Thursday, 5 March 2009

When you don’t like the laws

A couple of Sundays ago, a few of us were chatting after a service. Not about the hymns, or the sermon, or anything like that - but about driving - and in particular, about long car journeys. And people started talking about speed cameras, and the need to know where they were and to watch for them. One was the proud owner of a new satnav which told you where the devices were.

I was somewhat surprised to hear Christians speaking so openly about their willingness to break the law, and their attempts to make sure that they were not caught. Christians are, after all, supposed to respect the law. As the apostle Paul writes (Romans 13:1) “Let every person be subject to the governing authorities. For there is no authority except from God, and those that exist have been instituted by God.”

Paul, of course, was very well aware that governments often did things that were unjust and evil. The Scriptures of the Old Testament told him that. And he would have seen and experienced a lot of injustice from the imperial Roman government. Yet he wrote that Christians should respect the rule of law.

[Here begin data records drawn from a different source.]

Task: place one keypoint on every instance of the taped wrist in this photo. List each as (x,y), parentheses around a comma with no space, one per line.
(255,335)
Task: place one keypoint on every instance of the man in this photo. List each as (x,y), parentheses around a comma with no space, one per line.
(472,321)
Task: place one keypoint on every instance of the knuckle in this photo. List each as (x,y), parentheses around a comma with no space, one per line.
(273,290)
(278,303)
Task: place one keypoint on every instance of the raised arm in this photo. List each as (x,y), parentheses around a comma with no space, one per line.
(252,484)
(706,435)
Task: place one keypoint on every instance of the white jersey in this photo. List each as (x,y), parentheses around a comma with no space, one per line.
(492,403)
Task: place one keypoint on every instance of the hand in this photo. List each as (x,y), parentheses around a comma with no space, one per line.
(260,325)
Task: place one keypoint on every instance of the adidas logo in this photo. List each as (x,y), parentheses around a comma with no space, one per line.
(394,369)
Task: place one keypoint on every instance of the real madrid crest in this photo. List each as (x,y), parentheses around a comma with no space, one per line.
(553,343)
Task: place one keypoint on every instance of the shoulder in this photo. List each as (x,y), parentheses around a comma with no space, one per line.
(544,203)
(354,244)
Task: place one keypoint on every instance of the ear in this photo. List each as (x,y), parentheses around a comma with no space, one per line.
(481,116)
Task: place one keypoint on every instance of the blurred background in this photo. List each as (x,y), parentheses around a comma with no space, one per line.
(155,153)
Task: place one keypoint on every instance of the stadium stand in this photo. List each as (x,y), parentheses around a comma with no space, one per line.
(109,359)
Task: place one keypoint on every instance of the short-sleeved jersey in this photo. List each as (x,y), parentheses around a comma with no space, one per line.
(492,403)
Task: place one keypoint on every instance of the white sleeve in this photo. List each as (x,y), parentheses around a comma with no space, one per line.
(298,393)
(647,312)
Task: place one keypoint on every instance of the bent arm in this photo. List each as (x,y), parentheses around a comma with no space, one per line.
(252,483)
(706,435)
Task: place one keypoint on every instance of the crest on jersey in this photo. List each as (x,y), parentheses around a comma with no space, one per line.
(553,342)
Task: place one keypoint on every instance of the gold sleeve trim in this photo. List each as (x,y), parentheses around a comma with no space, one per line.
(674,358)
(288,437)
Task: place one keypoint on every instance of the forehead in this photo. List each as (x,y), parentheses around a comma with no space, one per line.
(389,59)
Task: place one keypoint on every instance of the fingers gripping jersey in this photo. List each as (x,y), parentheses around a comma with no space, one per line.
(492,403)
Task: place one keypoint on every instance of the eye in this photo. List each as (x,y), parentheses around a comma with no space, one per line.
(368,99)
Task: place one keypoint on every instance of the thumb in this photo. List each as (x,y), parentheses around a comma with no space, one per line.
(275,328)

This is not an absolute principle of course - where the state demands that one does something wrong, it is the duty of the Christian to disobey the state. (Acts 5:29 - “We must obey God rather than men”). But in other cases, even when the law is petty or silly, the Christian is obliged to obey it.

Or at least, that is the theory. The Christians that I was chatting with, however, seemed to be either oblivious to this point, or unwilling to heed it when it came to speed limits.

No, I will admit that I have exceeded speed limits on many occasions and that I continue to do so. But I don’t actually plan to do so. It sort of just happens. No excuse, of course - but there is a difference. The chaps I was talking to all seemed to be planning to break the speed limits before they set out, and had no shame about it. Not much respect for the law there.

So - what does one do when there is a law that one feels is petty? What does one do about laws that should not, in your opinion, be enforced? What does one do about laws that you think are bad laws? You seek to get them changed. My friends gave the impression of never having thought of that. But of course it is easier to break laws that you don’t like and hope that you are not caught, than to work to get them changed.

Anyway, I am working to get them changed. Not very hard, I admit - but I have, at least joined a party which seeks to do something about speed limits. (The Libertarian Party’s approach is that speed limits would be removed on all trunk roads. In places such as villages and town centres the local community would decide what limit they would like to see in their environ, one which suits their needs, which would then be enforced by their local police, administered by their locally elected police chief. This would remove speed limits from central government control.)

Oh, and I didn’t join because of the party’s policy on speed limits, but because it is opposed to all petty and unnecessary legislation. I don’t want to live in a society where the law is widely perceived to be an ass, and hence ignored. I want to live in a society which respects the rule of law.

1 comment:

North Northwester said...

Christians - actual churchgoers - considering breaking the law. The laws of a democratically-elected government. It is shocking, but still..

But most of them aren't 'laws' at all:
they're either European Union diktats which are unamendable by anyone even faintly resembling a British subject, or government fiat that have never reach Parliament for its scrutiny, or 'guidelines' for public services that public officials 'enforce' as if they were fatwas right out of Sharia law.

As a conservative I fear the general disrespect for the laws that this exposes, and the horrible consequences if it becomes general, and as an Englishman I fear for my country if this is what the followers of its principle source of morality believe now.
How to render unto Caesar what is his in this case - for a non-believer like me - is a puzzle indeed.